Link Search Menu Expand Document
Start for Free

Entity Extraction and Linking

This page discusses entity extraction and linking in Stardog using BITES.

Page Contents
  1. Using Entity Extractors
    1. Configuration
    2. OpenNLP
    3. Entities
    4. Linker
    5. Dictionary
  2. SPARQL
  3. Custom Extractors
  4. Recomended Reading:

Using Entity Extractors

Configuration

Stardog will by default use the tika RDF extractor. You can modify the database configuration option docs.default.rdf.extractors to use a different built in extractor such as text,entities, linked, and dictionary. A table containing descriptions of these extractors is provided in the Unstructured Content section.

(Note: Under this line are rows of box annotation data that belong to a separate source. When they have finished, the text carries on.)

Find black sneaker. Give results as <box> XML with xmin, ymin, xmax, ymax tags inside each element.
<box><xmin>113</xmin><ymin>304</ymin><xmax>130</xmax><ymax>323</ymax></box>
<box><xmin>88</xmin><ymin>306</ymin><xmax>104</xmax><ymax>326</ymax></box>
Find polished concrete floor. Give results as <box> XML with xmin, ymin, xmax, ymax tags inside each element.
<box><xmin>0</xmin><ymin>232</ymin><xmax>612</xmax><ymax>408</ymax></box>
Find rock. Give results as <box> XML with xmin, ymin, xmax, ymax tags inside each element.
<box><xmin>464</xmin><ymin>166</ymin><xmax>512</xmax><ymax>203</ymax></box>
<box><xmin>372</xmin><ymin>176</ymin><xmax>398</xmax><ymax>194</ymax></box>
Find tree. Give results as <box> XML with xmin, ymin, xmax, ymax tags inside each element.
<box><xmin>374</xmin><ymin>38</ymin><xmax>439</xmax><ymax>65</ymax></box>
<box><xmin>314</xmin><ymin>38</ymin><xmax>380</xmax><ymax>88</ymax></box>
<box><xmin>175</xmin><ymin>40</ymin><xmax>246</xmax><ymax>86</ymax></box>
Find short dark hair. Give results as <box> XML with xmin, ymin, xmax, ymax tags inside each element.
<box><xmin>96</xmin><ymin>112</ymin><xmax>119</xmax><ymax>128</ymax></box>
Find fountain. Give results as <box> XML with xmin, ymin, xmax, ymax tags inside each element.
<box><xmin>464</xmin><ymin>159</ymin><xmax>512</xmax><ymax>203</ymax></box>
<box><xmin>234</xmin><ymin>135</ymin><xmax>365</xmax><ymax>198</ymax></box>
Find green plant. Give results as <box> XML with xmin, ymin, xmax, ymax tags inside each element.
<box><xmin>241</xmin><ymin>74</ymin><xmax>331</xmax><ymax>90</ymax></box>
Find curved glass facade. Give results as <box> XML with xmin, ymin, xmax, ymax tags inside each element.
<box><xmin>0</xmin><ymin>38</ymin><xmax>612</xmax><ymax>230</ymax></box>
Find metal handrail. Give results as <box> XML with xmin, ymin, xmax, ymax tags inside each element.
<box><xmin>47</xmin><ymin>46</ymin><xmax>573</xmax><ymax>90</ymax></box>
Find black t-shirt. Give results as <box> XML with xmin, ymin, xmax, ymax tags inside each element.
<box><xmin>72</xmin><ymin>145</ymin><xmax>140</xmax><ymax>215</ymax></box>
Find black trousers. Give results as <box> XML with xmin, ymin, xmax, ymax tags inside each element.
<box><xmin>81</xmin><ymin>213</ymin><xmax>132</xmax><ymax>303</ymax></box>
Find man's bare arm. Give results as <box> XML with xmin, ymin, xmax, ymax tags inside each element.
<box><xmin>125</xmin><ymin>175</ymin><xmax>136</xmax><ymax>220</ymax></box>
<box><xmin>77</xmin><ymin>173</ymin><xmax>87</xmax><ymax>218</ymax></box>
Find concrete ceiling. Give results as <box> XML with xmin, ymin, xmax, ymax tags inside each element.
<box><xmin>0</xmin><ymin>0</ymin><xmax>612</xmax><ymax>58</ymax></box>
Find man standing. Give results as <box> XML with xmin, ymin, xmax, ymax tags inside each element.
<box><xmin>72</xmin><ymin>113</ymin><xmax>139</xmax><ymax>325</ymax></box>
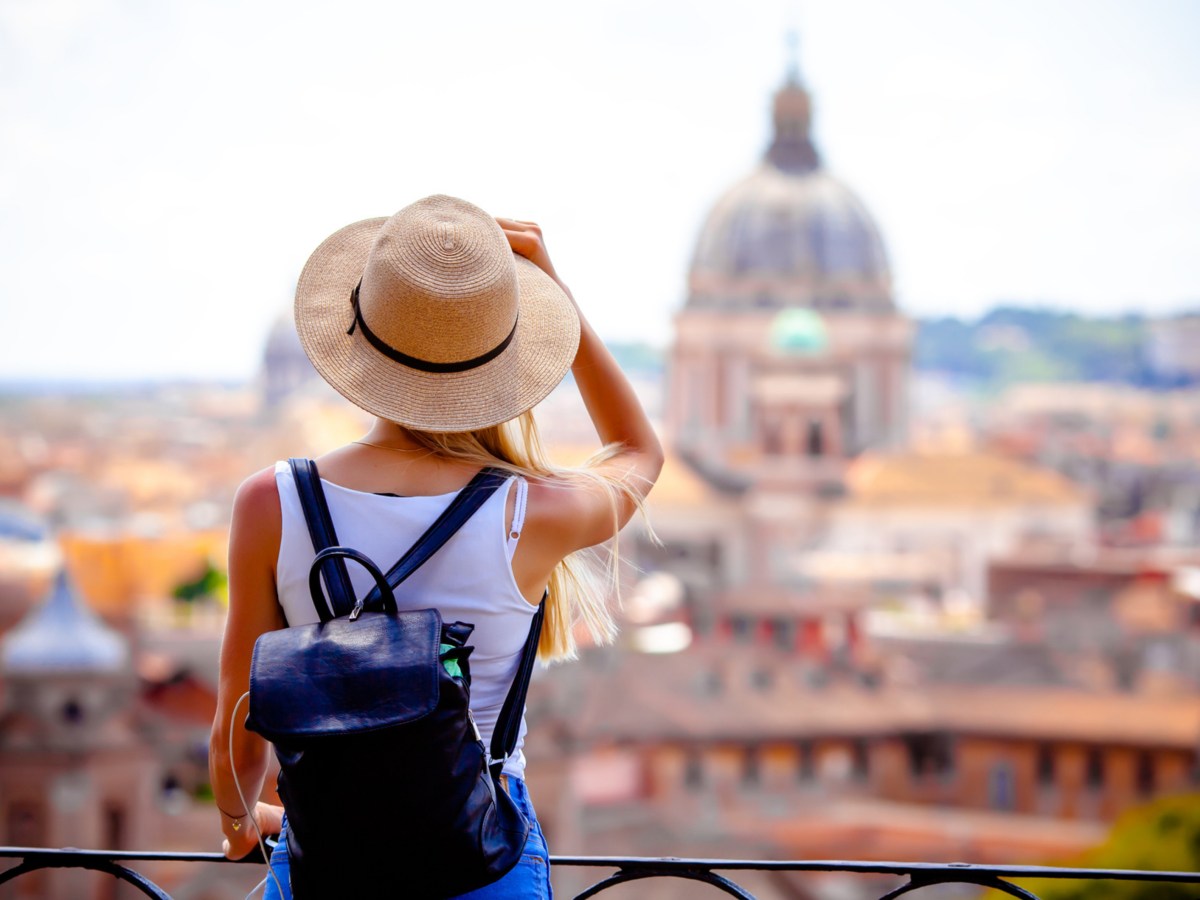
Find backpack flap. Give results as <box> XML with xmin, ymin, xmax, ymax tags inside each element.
<box><xmin>246</xmin><ymin>610</ymin><xmax>442</xmax><ymax>743</ymax></box>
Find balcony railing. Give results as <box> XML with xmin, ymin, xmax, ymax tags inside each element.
<box><xmin>0</xmin><ymin>847</ymin><xmax>1200</xmax><ymax>900</ymax></box>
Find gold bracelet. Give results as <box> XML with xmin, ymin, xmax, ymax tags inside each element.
<box><xmin>212</xmin><ymin>803</ymin><xmax>250</xmax><ymax>832</ymax></box>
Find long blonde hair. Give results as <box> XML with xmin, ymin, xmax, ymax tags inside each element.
<box><xmin>408</xmin><ymin>412</ymin><xmax>644</xmax><ymax>662</ymax></box>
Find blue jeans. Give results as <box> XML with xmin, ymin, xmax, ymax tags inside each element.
<box><xmin>263</xmin><ymin>775</ymin><xmax>553</xmax><ymax>900</ymax></box>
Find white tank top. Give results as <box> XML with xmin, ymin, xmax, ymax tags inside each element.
<box><xmin>275</xmin><ymin>462</ymin><xmax>536</xmax><ymax>778</ymax></box>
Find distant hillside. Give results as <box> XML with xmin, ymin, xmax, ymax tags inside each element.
<box><xmin>913</xmin><ymin>306</ymin><xmax>1190</xmax><ymax>388</ymax></box>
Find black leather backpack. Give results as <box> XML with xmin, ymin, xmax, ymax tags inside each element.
<box><xmin>246</xmin><ymin>460</ymin><xmax>544</xmax><ymax>900</ymax></box>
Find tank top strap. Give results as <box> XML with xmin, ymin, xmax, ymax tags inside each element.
<box><xmin>506</xmin><ymin>475</ymin><xmax>529</xmax><ymax>562</ymax></box>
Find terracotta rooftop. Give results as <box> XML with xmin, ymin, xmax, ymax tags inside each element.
<box><xmin>574</xmin><ymin>644</ymin><xmax>1200</xmax><ymax>750</ymax></box>
<box><xmin>846</xmin><ymin>452</ymin><xmax>1087</xmax><ymax>508</ymax></box>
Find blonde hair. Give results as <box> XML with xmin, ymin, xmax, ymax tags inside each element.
<box><xmin>408</xmin><ymin>412</ymin><xmax>644</xmax><ymax>662</ymax></box>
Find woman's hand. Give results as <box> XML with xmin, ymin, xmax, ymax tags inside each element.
<box><xmin>496</xmin><ymin>218</ymin><xmax>564</xmax><ymax>294</ymax></box>
<box><xmin>221</xmin><ymin>800</ymin><xmax>283</xmax><ymax>859</ymax></box>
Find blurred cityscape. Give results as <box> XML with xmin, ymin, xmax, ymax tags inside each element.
<box><xmin>0</xmin><ymin>77</ymin><xmax>1200</xmax><ymax>900</ymax></box>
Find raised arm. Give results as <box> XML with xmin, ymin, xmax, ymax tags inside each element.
<box><xmin>209</xmin><ymin>469</ymin><xmax>284</xmax><ymax>859</ymax></box>
<box><xmin>499</xmin><ymin>218</ymin><xmax>662</xmax><ymax>556</ymax></box>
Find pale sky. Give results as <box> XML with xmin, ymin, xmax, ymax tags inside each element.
<box><xmin>0</xmin><ymin>0</ymin><xmax>1200</xmax><ymax>380</ymax></box>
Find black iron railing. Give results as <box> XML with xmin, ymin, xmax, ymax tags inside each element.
<box><xmin>0</xmin><ymin>847</ymin><xmax>1200</xmax><ymax>900</ymax></box>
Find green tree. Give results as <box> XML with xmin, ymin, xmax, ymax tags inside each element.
<box><xmin>170</xmin><ymin>560</ymin><xmax>229</xmax><ymax>604</ymax></box>
<box><xmin>1024</xmin><ymin>794</ymin><xmax>1200</xmax><ymax>900</ymax></box>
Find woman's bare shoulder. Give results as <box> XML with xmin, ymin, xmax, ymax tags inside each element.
<box><xmin>230</xmin><ymin>466</ymin><xmax>283</xmax><ymax>554</ymax></box>
<box><xmin>526</xmin><ymin>478</ymin><xmax>620</xmax><ymax>557</ymax></box>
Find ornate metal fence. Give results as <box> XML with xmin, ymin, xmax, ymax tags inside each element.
<box><xmin>0</xmin><ymin>847</ymin><xmax>1200</xmax><ymax>900</ymax></box>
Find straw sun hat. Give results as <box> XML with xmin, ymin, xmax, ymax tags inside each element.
<box><xmin>295</xmin><ymin>196</ymin><xmax>580</xmax><ymax>432</ymax></box>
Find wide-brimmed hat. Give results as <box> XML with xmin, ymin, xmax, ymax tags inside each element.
<box><xmin>295</xmin><ymin>196</ymin><xmax>580</xmax><ymax>432</ymax></box>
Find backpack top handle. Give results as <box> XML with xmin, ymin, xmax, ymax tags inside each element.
<box><xmin>308</xmin><ymin>547</ymin><xmax>396</xmax><ymax>622</ymax></box>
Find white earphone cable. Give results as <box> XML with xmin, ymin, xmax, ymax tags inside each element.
<box><xmin>229</xmin><ymin>691</ymin><xmax>287</xmax><ymax>898</ymax></box>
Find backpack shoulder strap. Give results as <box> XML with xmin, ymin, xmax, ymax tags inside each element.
<box><xmin>364</xmin><ymin>467</ymin><xmax>509</xmax><ymax>606</ymax></box>
<box><xmin>288</xmin><ymin>457</ymin><xmax>354</xmax><ymax>622</ymax></box>
<box><xmin>488</xmin><ymin>596</ymin><xmax>547</xmax><ymax>778</ymax></box>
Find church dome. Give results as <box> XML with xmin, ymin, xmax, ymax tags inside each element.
<box><xmin>688</xmin><ymin>77</ymin><xmax>894</xmax><ymax>312</ymax></box>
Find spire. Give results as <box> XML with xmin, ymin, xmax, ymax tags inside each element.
<box><xmin>767</xmin><ymin>48</ymin><xmax>821</xmax><ymax>175</ymax></box>
<box><xmin>787</xmin><ymin>26</ymin><xmax>800</xmax><ymax>88</ymax></box>
<box><xmin>0</xmin><ymin>569</ymin><xmax>130</xmax><ymax>674</ymax></box>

If you’ve manually added CoreNLP extractors discussed just below then the CoreNLPMentionRDFExtractor, CoreNLPEntityLinkerRDFExtractor, and CoreNLPRelationRDFExtractor these will also be available to supply as a value for the database configuration option.

OpenNLP

BITES, by default, uses the tika RDF extractor that only extracts metadata from documents. Stardog can be configured to use the OpenNLP library to detect named entities mentioned in documents and optionally link those mentions to existing resources in the database.

Stardog can also be configured to use Stanford’s CoreNLP library for entity extraction, linking, and relationship extraction. More information about their configuration is available in the bites-corenlp repository.

The first step to use entity extractors is to identify the set of OpenNLP models that will be used. The following models are always required:

  • A tokenizer and sentence detector. OpenNLP provides models for several languages (e.g., en-token.bin and en-sent.bin)
  • At least one name finder model. Stardog supports both dictionary-based and custom trained models. OpenNLP provides models for several types of entities and languages (e.g., en-ner-person.bin). We provide our own name finder models created from Wikipedia and DBPedia, which provide high recall / low precision in identifying Person, Organization, and Location types from English language documents.

All these files should be put in the same directory and, after or during database creation time, the database configuration option docs.opennlp.models.path should be set to its location.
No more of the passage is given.